Power shortage disrupts life, production in China
Updated: 2011-05-12 10:36
High coal prices, low electricity prices
Analysts say another cause of the power shortages is that coal prices are surging while electricity prices are not increasing accordingly. Coal prices, which account for 70 percent of thermal power plants' costs, have more than doubled since 2005.
"The more a coal-fire power plant generates, the more money it loses. Hence even the state-run power plants lack motivation," says Lin Boqiang, head of the China Center for Energy Economics Research at Xiamen University.
Energy sector analysts are calling for reforms in electricity pricing. But Zhang Lizi, professor at North China Electric Power University, says raising electricity prices will worsen China's already runaway inflation.
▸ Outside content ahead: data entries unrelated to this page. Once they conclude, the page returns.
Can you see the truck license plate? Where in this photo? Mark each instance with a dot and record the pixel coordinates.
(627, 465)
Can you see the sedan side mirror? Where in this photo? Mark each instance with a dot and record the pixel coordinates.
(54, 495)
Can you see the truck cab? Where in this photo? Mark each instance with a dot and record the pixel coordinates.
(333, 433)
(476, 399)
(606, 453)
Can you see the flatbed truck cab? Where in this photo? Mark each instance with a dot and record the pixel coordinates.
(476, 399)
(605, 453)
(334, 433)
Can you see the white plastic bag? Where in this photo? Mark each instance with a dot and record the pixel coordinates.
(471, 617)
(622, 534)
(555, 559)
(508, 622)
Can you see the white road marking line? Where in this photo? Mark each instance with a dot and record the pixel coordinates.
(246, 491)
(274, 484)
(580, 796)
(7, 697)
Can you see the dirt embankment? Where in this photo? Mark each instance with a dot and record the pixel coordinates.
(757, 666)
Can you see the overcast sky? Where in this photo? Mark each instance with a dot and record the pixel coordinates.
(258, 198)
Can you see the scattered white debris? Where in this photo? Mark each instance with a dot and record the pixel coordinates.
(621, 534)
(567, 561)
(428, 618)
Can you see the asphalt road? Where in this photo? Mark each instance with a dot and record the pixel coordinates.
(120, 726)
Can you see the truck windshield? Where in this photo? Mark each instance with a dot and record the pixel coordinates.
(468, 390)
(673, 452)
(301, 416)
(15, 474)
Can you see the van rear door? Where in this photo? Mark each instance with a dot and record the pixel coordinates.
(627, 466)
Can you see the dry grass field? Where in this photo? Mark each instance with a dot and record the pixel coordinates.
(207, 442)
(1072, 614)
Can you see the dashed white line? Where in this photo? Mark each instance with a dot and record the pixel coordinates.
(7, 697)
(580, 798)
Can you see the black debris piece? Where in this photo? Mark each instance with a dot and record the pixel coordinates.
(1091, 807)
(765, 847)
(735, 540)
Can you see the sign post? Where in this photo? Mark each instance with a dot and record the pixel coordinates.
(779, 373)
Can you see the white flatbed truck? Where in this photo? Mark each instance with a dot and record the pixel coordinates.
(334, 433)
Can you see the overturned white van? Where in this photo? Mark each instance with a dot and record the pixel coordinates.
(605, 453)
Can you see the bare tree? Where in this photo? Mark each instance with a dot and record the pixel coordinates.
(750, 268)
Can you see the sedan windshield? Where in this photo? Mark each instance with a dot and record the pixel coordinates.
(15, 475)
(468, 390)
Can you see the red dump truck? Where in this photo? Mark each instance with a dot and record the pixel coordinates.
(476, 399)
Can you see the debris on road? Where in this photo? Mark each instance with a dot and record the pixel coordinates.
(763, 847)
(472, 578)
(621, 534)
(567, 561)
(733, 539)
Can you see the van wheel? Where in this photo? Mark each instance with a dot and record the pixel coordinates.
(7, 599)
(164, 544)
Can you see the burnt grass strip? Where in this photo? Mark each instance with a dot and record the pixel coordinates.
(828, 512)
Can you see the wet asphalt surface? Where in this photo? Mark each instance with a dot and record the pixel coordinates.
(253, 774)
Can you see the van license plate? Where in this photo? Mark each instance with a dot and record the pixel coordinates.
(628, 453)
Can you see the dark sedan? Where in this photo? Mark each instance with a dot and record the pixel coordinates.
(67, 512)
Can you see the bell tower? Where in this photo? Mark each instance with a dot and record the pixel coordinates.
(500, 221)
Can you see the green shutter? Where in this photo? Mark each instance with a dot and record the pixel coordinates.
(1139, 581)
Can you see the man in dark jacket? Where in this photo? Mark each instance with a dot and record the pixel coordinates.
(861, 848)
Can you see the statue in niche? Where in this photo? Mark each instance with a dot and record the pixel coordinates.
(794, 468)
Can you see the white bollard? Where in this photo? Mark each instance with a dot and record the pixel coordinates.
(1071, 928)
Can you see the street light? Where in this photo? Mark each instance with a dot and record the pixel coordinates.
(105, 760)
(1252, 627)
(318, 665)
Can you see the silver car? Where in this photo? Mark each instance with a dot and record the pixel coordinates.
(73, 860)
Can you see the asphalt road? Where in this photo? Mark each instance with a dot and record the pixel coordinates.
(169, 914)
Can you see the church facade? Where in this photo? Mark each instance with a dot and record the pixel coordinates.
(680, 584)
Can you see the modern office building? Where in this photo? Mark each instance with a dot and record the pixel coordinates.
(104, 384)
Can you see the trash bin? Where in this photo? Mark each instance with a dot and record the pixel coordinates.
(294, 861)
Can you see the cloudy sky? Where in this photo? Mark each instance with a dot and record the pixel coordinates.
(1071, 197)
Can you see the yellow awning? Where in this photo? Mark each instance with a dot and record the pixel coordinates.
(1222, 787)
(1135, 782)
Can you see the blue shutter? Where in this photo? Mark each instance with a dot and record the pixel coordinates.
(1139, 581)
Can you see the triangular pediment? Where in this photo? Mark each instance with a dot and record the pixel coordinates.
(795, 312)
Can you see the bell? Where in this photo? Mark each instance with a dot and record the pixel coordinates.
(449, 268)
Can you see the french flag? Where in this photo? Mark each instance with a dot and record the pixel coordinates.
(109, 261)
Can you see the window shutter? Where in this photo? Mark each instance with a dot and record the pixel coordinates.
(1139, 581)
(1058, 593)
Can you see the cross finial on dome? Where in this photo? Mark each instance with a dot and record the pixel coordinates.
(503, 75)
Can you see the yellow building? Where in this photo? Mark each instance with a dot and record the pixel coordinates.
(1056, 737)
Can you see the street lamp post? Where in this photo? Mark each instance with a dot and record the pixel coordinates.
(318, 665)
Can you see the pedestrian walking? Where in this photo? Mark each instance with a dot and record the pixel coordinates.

Curbing coal prices will discourage coal production leading to even more shortages of supply. The best solution is to promote energy-saving to reduce demand and use the surplus power from other regions to remedy the shortages, Zhang says.
Demand for power is expected to grow rapidly as China's economy continues to grow rapidly. Shu Yinbiao, deputy general manager of the State Grid said China's demand for power will rise from the current 4.2 trillion KWH to 7.8 trillion KWH in 2020.
Extensive power cuts are likely in China during the summer peak if the drought worsens and coal-fire plants continue to suffer heavy losses, says Yu Yanshan, deputy head of the general administrative office of the SERC.